SUPPLEMENT No. 1
DATED May 24, 2010
(To Prospectus dated May 10, 2010)
 
 
Rule 424(b)(3)
  Registration No. 333-165973
 
NEURALSTEM, INC.

5,163,956
Common Shares
 
This prospectus supplement (“Supplement”) modifies, supersedes and supplements information contained in, and should be read in conjunction with, that certain prospectus, dated May 10, 2010 (“Prospectus”), of Neuralstem, Inc. (”Company) as well as all prior supplements thereto. This supplement is not complete without, and may not be delivered or used except in connection with, the original Prospectus and all supplements thereto. The Prospectus relates to the resale of up to 5,163,956 shares of our common stock by the selling shareholders identified therein.
 
The information attached to this Supplement modifies and supersedes, in part, the information in the Prospectus, as supplemented. Any information that is modified or superseded in the Prospectus shall not be deemed to constitute a part of the Prospectus, except as modified or superseded by this Supplement.
 
We may amend or supplement the Prospectus from time to time by filing amendments or supplements as required. You should read the entire Prospectus and any amendments or supplements carefully before you make an investment decision.
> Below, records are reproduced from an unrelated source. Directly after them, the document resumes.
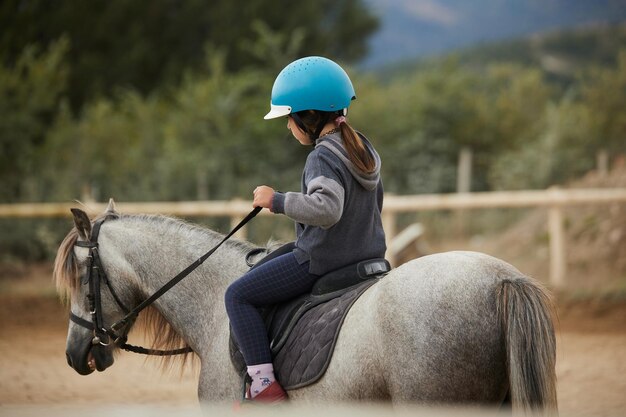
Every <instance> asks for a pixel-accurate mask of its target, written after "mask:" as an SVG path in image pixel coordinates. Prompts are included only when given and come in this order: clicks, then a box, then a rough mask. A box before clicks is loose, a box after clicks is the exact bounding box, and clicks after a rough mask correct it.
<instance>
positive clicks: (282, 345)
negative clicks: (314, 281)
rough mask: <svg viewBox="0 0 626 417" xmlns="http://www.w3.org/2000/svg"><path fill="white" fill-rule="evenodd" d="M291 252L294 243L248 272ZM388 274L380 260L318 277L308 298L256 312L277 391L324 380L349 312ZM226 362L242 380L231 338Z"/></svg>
mask: <svg viewBox="0 0 626 417" xmlns="http://www.w3.org/2000/svg"><path fill="white" fill-rule="evenodd" d="M294 246H295V245H294V243H289V244H287V245H285V246H282V247H281V248H279V249H278V250H276V251H274V252H272V253H270V254H269V255H267V256H266V257H265V258H263V259H262V260H261V261H259V262H258V263H257V264H255V265H254V266H253V268H255V267H258V266H259V265H261V264H263V263H265V262H267V261H269V260H271V259H273V258H275V257H277V256H280V255H282V254H285V253H289V252H290V251H292V250H293V248H294ZM390 270H391V267H390V265H389V262H387V261H386V260H385V259H370V260H366V261H362V262H359V263H357V264H354V265H348V266H346V267H343V268H341V269H339V270H336V271H332V272H329V273H328V274H326V275H324V276H322V277H321V278H320V279H318V280H317V282H316V283H315V285H314V286H313V288H312V289H311V292H310V293H309V294H303V295H301V296H300V297H297V298H295V299H293V300H290V301H287V302H285V303H281V304H278V305H274V306H268V307H265V308H263V309H260V312H261V315H262V317H263V318H264V321H265V325H266V328H267V331H268V338H269V340H270V349H271V351H272V358H273V364H274V373H275V375H276V378H277V379H278V380H279V381H280V383H281V385H282V386H283V388H285V389H296V388H302V387H304V386H307V385H310V384H312V383H314V382H316V381H317V380H318V379H319V378H321V377H322V375H324V372H326V369H327V368H328V365H329V363H330V359H331V357H332V353H333V350H334V347H335V343H336V340H337V336H338V335H339V331H340V329H341V325H342V323H343V320H344V319H345V316H346V315H347V313H348V311H349V310H350V307H352V305H353V304H354V302H355V301H356V300H357V299H358V298H359V296H360V295H361V294H363V293H364V292H365V291H366V290H367V289H368V288H369V287H370V286H372V285H373V284H375V283H376V282H378V280H379V279H381V278H382V277H383V276H384V275H386V274H387V273H388V272H389V271H390ZM230 357H231V362H232V364H233V366H234V367H235V369H236V371H237V372H239V373H240V374H241V375H242V376H243V377H244V380H245V377H246V375H247V374H246V365H245V362H244V360H243V355H242V354H241V352H240V351H239V347H238V346H237V343H236V341H235V339H234V337H233V335H232V332H231V337H230Z"/></svg>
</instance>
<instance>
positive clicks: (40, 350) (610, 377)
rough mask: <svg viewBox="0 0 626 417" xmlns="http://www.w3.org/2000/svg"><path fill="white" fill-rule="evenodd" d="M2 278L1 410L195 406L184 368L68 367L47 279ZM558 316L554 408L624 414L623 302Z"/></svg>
mask: <svg viewBox="0 0 626 417" xmlns="http://www.w3.org/2000/svg"><path fill="white" fill-rule="evenodd" d="M48 277H49V275H48ZM4 282H5V284H3V285H2V286H0V415H1V416H5V415H6V416H9V415H10V416H20V415H24V416H26V415H57V414H55V413H54V412H52V411H53V410H58V407H64V406H68V405H78V406H81V407H85V408H87V407H90V408H91V407H93V408H91V410H92V411H93V410H102V409H103V407H113V406H115V407H119V408H121V409H126V410H131V411H132V410H137V409H136V408H134V407H136V406H143V405H159V406H165V407H170V409H171V407H175V409H177V410H179V411H180V410H195V409H196V408H197V399H196V374H195V371H194V370H193V369H190V368H187V369H185V370H184V371H183V372H182V374H181V373H180V372H179V371H178V370H175V371H170V372H166V373H162V372H161V370H160V368H159V367H158V362H157V361H155V360H153V359H148V360H146V359H145V357H143V356H141V355H135V354H131V353H126V352H124V353H121V354H120V355H119V356H118V357H117V359H116V363H115V364H114V365H113V367H111V368H109V369H108V370H107V371H106V372H104V373H95V374H92V375H90V376H86V377H84V376H80V375H78V374H76V373H75V372H74V371H73V370H72V369H71V368H70V367H69V366H68V365H67V363H66V361H65V335H66V331H67V312H66V310H65V308H64V307H62V306H61V305H60V303H59V302H58V301H57V299H56V297H55V296H54V295H53V294H52V290H51V289H45V290H44V291H42V289H41V286H40V285H49V283H47V282H46V283H45V284H40V283H41V281H40V280H35V281H34V282H24V280H22V281H21V284H20V285H18V286H11V287H10V288H9V287H7V285H6V280H4ZM33 285H36V286H37V288H36V289H34V288H33ZM42 292H43V295H42V294H41V293H42ZM34 293H37V294H36V295H35V294H34ZM559 317H560V322H559V331H558V353H557V354H558V363H557V375H558V397H559V409H560V412H561V415H562V416H624V415H626V394H625V393H626V306H625V305H623V304H621V305H614V306H612V307H611V308H608V307H607V305H606V304H602V303H593V304H592V303H587V304H586V305H580V304H575V305H573V304H570V305H565V306H560V307H559ZM43 410H46V411H48V412H42V411H43ZM192 413H193V412H192ZM64 414H65V415H67V413H62V412H60V413H58V415H64ZM92 414H93V413H92ZM76 415H78V414H76ZM128 415H154V413H144V412H139V411H137V412H131V413H129V414H128Z"/></svg>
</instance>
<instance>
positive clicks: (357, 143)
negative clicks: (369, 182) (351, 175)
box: [292, 110, 376, 174]
mask: <svg viewBox="0 0 626 417" xmlns="http://www.w3.org/2000/svg"><path fill="white" fill-rule="evenodd" d="M342 114H343V113H342V111H339V112H324V111H318V110H304V111H301V112H298V113H296V114H294V115H292V116H296V117H294V119H295V121H296V124H298V126H299V127H300V128H301V129H302V130H303V131H304V132H305V133H306V134H307V135H308V136H309V137H310V138H311V140H313V141H315V140H316V139H317V138H318V137H319V135H320V133H321V130H322V128H323V127H324V126H325V125H326V124H327V123H329V122H331V121H334V120H335V119H336V118H337V117H339V116H341V115H342ZM298 119H299V120H298ZM298 122H300V123H298ZM339 131H340V132H341V138H342V139H343V144H344V146H345V148H346V151H347V152H348V158H349V159H350V162H352V163H353V164H354V166H356V167H357V169H358V170H359V171H361V172H363V173H366V174H371V173H372V172H374V170H375V169H376V161H375V160H374V157H373V156H372V154H371V153H370V152H369V150H368V149H367V147H366V146H365V144H364V143H363V140H362V139H361V137H360V136H359V134H358V133H357V132H356V131H355V130H354V129H353V128H352V126H350V125H349V124H348V122H342V123H341V124H340V125H339Z"/></svg>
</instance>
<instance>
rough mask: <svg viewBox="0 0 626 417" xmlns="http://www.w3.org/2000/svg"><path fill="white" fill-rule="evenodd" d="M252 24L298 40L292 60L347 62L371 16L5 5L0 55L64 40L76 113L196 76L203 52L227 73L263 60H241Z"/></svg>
mask: <svg viewBox="0 0 626 417" xmlns="http://www.w3.org/2000/svg"><path fill="white" fill-rule="evenodd" d="M259 25H264V27H266V28H268V29H269V30H271V31H272V32H273V33H276V34H281V36H297V37H301V38H302V40H303V42H299V44H298V48H297V51H295V52H296V55H299V56H301V55H311V54H321V55H328V56H330V57H333V58H335V59H339V60H344V61H355V60H357V59H359V58H362V57H363V56H364V55H365V54H366V52H367V39H368V37H369V36H370V35H371V34H372V33H373V32H374V31H375V30H376V27H377V19H376V18H375V17H374V16H373V15H372V14H371V13H370V12H369V10H368V8H367V7H366V6H365V4H364V2H363V1H362V0H319V1H315V2H300V3H298V4H295V3H293V2H292V1H287V0H273V1H271V2H269V1H266V0H247V1H246V2H245V5H242V3H240V2H235V1H231V0H213V1H208V2H207V1H202V0H185V1H178V0H136V1H127V0H94V1H88V2H85V1H72V0H65V1H59V2H50V1H46V0H33V1H28V2H25V1H21V0H6V1H4V2H2V3H1V4H0V27H2V31H1V32H0V51H4V57H3V59H4V62H5V63H12V62H14V61H15V60H16V59H17V58H18V57H19V56H20V54H21V51H22V49H23V48H25V47H26V46H27V45H29V44H32V43H39V44H43V45H44V46H45V45H47V44H49V43H50V42H53V41H54V40H56V39H58V38H59V37H60V36H62V35H66V36H67V37H68V39H69V41H70V44H71V49H70V51H69V55H68V59H69V65H70V69H71V73H70V78H69V91H68V95H69V98H70V101H71V103H72V106H73V108H74V109H75V110H76V109H78V108H80V106H81V105H82V104H83V103H84V102H85V101H87V100H90V99H93V98H94V97H97V96H99V95H106V96H108V97H111V96H113V95H114V92H115V89H116V88H118V87H133V88H134V89H136V90H138V91H139V92H140V93H142V94H147V93H148V92H150V91H153V90H154V89H156V88H158V87H159V86H162V85H166V84H173V83H176V82H178V81H180V79H181V77H182V74H183V73H184V71H185V70H186V69H196V70H200V69H202V68H203V65H204V56H205V54H204V51H205V48H206V46H207V45H210V46H212V47H215V48H217V49H220V50H224V51H227V56H226V68H227V70H228V71H235V70H239V69H242V68H246V67H249V66H254V65H258V64H259V58H261V61H266V57H259V56H258V54H254V53H250V45H253V44H255V42H256V39H257V37H258V35H259Z"/></svg>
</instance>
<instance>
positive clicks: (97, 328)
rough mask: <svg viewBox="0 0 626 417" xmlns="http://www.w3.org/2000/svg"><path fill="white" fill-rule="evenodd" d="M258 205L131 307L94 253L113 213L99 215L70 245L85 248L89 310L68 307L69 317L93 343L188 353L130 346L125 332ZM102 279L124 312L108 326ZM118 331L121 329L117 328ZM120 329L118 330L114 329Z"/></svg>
mask: <svg viewBox="0 0 626 417" xmlns="http://www.w3.org/2000/svg"><path fill="white" fill-rule="evenodd" d="M261 210H262V208H261V207H255V208H254V209H253V210H252V211H251V212H250V213H249V214H248V215H247V216H246V217H245V218H244V219H243V220H241V222H239V224H237V226H235V227H234V228H233V229H232V230H231V231H230V232H229V233H228V235H226V236H225V237H224V238H223V239H222V240H221V241H220V242H219V243H218V244H217V245H215V246H214V247H213V248H212V249H211V250H209V251H208V252H207V253H205V254H204V255H202V256H201V257H200V258H198V259H197V260H196V261H195V262H193V263H192V264H191V265H189V266H188V267H187V268H185V269H184V270H182V271H181V272H179V273H178V274H177V275H176V276H175V277H174V278H172V279H170V280H169V281H168V282H167V283H165V285H163V286H162V287H161V288H159V289H158V290H157V291H156V292H155V293H154V294H152V295H151V296H150V297H148V298H147V299H146V300H144V301H143V302H141V303H140V304H139V305H137V306H136V307H134V308H133V309H129V308H128V307H126V306H125V305H124V303H123V302H122V300H121V299H120V297H119V296H118V295H117V294H116V292H115V290H114V289H113V286H112V285H111V282H110V279H109V278H108V277H107V275H106V272H105V271H104V268H103V266H102V262H101V261H100V256H99V253H98V235H99V234H100V228H101V227H102V224H103V223H104V222H105V221H107V220H110V219H112V218H114V217H113V216H105V217H103V218H101V219H98V220H96V221H95V222H94V224H93V226H92V229H91V234H90V236H89V240H88V241H77V242H76V243H75V244H74V245H75V246H78V247H81V248H88V249H89V255H88V266H87V274H86V276H85V277H83V278H82V279H81V281H82V283H83V284H87V283H88V284H89V293H88V294H87V301H88V303H89V314H90V315H91V321H88V320H85V319H83V318H82V317H79V316H77V315H76V314H74V313H73V312H72V311H70V320H71V321H73V322H74V323H76V324H78V325H79V326H82V327H84V328H87V329H89V330H92V331H93V339H92V340H91V343H92V344H93V345H102V346H109V345H111V344H113V345H114V346H117V347H119V348H120V349H124V350H127V351H130V352H135V353H141V354H144V355H156V356H168V355H179V354H183V353H189V352H192V351H193V350H192V349H191V347H189V346H186V347H184V348H180V349H173V350H159V349H148V348H144V347H141V346H133V345H130V344H128V343H126V342H127V340H128V332H129V331H130V328H131V327H132V325H133V323H134V322H135V320H136V319H137V316H138V315H139V313H140V312H141V311H142V310H143V309H145V308H146V307H148V306H149V305H151V304H152V303H154V302H155V301H156V300H157V299H158V298H159V297H161V296H162V295H163V294H165V293H166V292H167V291H169V290H170V289H171V288H172V287H173V286H174V285H176V284H178V283H179V282H180V281H181V280H182V279H183V278H185V277H186V276H187V275H189V274H190V273H191V272H192V271H193V270H195V269H196V268H197V267H199V266H200V265H202V263H203V262H204V261H205V260H206V259H207V258H208V257H209V256H211V255H212V254H213V253H214V252H215V251H216V250H217V249H218V248H219V247H220V246H221V245H222V244H223V243H224V242H226V241H227V240H228V239H229V238H230V237H231V236H232V235H234V234H235V233H236V232H237V231H238V230H239V229H241V228H242V227H243V226H244V225H245V224H246V223H248V222H249V221H250V220H252V219H253V218H254V217H255V216H256V215H257V214H258V213H259V212H260V211H261ZM103 282H104V283H105V285H106V286H107V288H108V289H109V292H110V293H111V295H112V296H113V299H114V300H115V302H116V303H117V305H118V306H119V307H120V309H121V310H122V311H123V312H124V314H125V316H124V317H123V318H122V319H120V320H118V321H117V322H115V323H113V324H112V325H111V326H110V327H106V326H105V324H104V320H103V310H102V294H101V289H102V283H103ZM120 331H121V332H120ZM118 332H120V333H118Z"/></svg>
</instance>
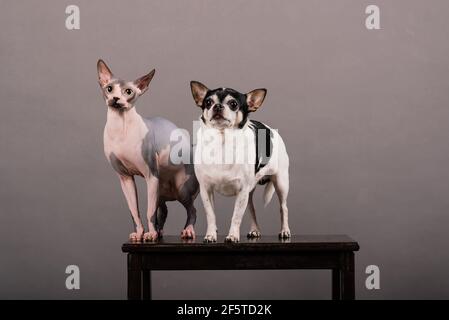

See “Risk Factors” beginning on page 3 of the prospectus dated May 10, 2010, for risk factors and information you should consider before you purchase shares.

FORWARD-LOOKING STATEMENTS

You should carefully consider the risk factors set forth in the prospectus, as well as the other information contained in this supplement and the prospectus. This supplement and the prospectus contain forward-looking statements regarding events, conditions, and financial trends that may affect our plan of operation, business strategy, operating results, and financial position. You are cautioned that any forward-looking statements are not guarantees of future performance and are subject to risks and uncertainties. Actual results may differ materially from those included within the forward-looking statements as a result of various factors. Cautionary statements in the “Risk Factors” section of the prospectus identify important risks and uncertainties affecting our future, which could cause actual results to differ materially from the forward-looking statements made in this supplement and the prospectus.

SELLING SHAREHOLDERS

The Company has been by notified that the securities issued to selling shareholder, Apex Investment Fund, Ltd, should have been issued in the name of Apex Investment Holdings, Ltd.  Accordingly, the Selling Shareholder table is being amended with regard to shares previously registered to Apex Investment Fund, Ltd. As follows:
 
 
Common Shares Beneficially
Owned Before Sale (1)
     
Common Shares Owned
After Sale (2) 
 
Securities
Owned
 
% of class
 
Shares being registered
 
Amount
 
% of Class
Apex Investment Holdings Ltd. -- 8(i)
         790,000
8(ii)
1.84%
 
    220,000
 
      570,000
 
1.33%
 
*           Less than 1%
 
 
(8)
(i)  Susan Fairhurst as Director of Apex Investment Holdings, Ltd. has dispositive power with respect to the securities to be offered for resale.  (ii)  Includes: (a)  220,000 Replacement Warrants, and (b) 570,000 common shares.